Switzerland proposes travellers pay for Covid boosters

While Covid shots were previously free for everyone in Switzerland, with the Swiss government picking up the tab, the country has been reluctant to issue a recommendation for a second booster.

As The Local reported on Monday, this means that many people’s most recent shot will soon be more than nine months ago, which is the date at which many Covid passes expire. 

READ MORE: What will Switzerland do about the ‘millions’ of expiring Covid certificates?

Although evidence of vaccination is not required domestically in Switzerland any more, it may pose issues in travel. 

Since many countries still require a vaccination certificate for entry, and as the second round of boosters is not yet available in Switzerland, this means that a large number of people may not be able to travel abroad.
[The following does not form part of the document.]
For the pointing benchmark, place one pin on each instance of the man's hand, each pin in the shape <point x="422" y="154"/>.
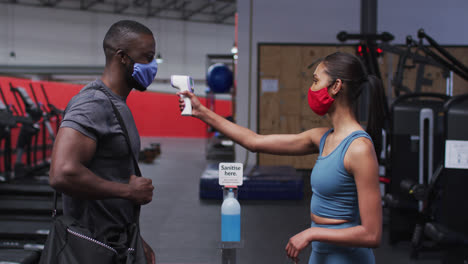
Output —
<point x="141" y="190"/>
<point x="149" y="253"/>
Swiss health authorities: Travellers should pay for Covid boosters themselves

According to newest recommendations of the Federal Office of Public Health (FOPH), people travelling abroad who need second booster doses must pay for the shots themselves.

As the fourth vaccine dose is currently recommended only for people with a severely weakened immune system, everyone outside of this group will be charged as yet undefined fee.

The proposal was sent to the cantons for consultation until June 1st.

If agreed on, the Federal Council will adjust the Epidemics Ordinance accordingly on June 10th.